Vessel-specific drug delivery system such as catheter- or stent-based drug delivery devices may avoid unnecessary disruption of TGF-β signaling in other organ systems. As described in the various animal models employed by the authors cited, there are a number of techniques to deliver anti-TGF-β therapies with specific advantages. Intraluminal delivery is frequently employed and may be easier to translate to human use as in catheter- or stent-based delivery. This method targets primarily smooth muscle cells. The use of periadventitial application of therapies targets mainly periadventitial cells and may be used in conjunction with open surgery. Systemic therapies, while the easiest to use, are non-specific. However, this limitation could be overcome with the use of tissue-specific targeting through the so-called smart drug design, an approach requiring identification of molecular markers that are differentially up-regulated in restenotic vessels.
Therapeutic targeting of the TGF-β pathway in injured vessels is based on the rationale that TGF-β promotes intimal hyperplasia. However, some components of the TGF-β pathway may favor outward or adaptive remodeling, as shown by Kingston’s TGF-β3 study [10
] and by our own Smad3 study [70
]. Additionally, the TGF-β/Smad signal may lead to different biological outcomes in different cell types as shown by Feinberg’s MCP-1 study in macrophages [86
] and ours in SMCs [60
]. Therefore, a better understanding of various TGF-β ligands and their signaling mechanisms following vascular injury is crucial. Finally, targeting TGF-β might cause chronic inflammatory and autoimmune reactions, which could potentially worsen atherosclerosis or diabetes, conditions that are frequently associated with restenotic patients.
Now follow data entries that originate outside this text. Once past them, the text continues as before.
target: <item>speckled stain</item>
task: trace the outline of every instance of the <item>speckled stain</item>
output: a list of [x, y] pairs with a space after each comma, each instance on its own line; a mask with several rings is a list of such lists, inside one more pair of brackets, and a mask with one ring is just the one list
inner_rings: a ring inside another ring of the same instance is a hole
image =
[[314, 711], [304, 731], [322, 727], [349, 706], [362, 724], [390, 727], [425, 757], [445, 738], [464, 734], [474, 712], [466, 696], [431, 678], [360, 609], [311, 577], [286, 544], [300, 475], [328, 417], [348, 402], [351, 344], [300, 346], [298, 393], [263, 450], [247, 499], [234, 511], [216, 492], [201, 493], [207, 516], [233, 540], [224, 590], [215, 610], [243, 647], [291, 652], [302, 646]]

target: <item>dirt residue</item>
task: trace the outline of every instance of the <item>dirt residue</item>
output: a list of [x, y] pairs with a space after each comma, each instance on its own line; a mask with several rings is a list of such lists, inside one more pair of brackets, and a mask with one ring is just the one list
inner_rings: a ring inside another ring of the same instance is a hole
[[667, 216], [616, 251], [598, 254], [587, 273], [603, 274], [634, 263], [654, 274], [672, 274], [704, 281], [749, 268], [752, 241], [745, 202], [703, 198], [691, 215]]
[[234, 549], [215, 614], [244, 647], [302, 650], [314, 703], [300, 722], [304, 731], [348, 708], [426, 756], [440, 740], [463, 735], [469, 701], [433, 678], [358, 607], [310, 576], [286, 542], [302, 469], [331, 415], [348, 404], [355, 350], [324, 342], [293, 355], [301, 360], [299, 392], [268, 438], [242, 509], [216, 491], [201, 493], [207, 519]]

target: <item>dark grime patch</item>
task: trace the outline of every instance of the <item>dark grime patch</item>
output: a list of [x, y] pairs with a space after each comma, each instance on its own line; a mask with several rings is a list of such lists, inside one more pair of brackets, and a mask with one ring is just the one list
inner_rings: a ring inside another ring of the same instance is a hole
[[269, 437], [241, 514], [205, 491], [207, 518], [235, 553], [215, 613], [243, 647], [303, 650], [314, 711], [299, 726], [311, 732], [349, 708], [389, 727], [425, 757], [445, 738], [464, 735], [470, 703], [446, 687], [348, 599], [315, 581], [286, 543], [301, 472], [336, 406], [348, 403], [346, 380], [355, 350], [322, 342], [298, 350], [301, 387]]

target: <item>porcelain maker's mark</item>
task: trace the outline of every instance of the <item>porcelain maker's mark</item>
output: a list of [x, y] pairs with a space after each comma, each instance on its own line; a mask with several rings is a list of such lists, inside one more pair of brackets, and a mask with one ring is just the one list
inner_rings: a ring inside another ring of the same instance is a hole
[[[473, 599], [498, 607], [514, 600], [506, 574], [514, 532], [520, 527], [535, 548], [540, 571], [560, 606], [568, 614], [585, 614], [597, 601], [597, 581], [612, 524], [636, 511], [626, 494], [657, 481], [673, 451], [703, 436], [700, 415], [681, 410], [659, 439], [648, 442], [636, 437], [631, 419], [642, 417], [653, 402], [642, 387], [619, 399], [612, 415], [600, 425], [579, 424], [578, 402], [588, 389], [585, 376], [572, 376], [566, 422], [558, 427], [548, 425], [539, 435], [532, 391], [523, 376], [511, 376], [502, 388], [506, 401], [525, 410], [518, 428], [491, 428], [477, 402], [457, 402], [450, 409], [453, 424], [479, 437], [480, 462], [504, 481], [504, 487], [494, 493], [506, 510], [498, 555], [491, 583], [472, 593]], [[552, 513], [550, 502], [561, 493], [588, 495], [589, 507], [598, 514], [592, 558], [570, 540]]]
As we progress toward individualized medicine, studies designed to delineate the multifunctional effects and mechanisms of TGF-β in different restenotic lesions (for example: coronary versus peripheral, carotid versus femoral, and arterial versus venous) are essential. Equally important is the evaluation of TGF-β function in patients associated with different risk factors such as diabetes, smoking, and aging to determine when and how anti-TGF-β therapy might be feasible. For example, TGF-β levels have been found to be elevated in patients with diabetes mellitus type I [95
] and have been correlated with an increased risk of developing diabetes mellitus type II [96
]. Moreover, it has been implicated in the pathogenesis of diabetes nephropathy [97
], and cigarette smoke may produce an additive effect in its development [99
]. On the contrary, TGF-β has been associated with longevity [100
] and healthy individuals compared with Alzheimer’s patients [101
]. The idea is that restenotic lesions developed in different vascular beds or in different individual patients may have different underlying pathophysiology. Therefore, we need to develop diagnostic tools that allow the analysis of TGF-β signaling and measurable downstream effectors of TGF-β’s functions in individual patients, which will ultimately enable us to identify and select patients who would possibly derive the most benefit from an anti-TGF-β therapy.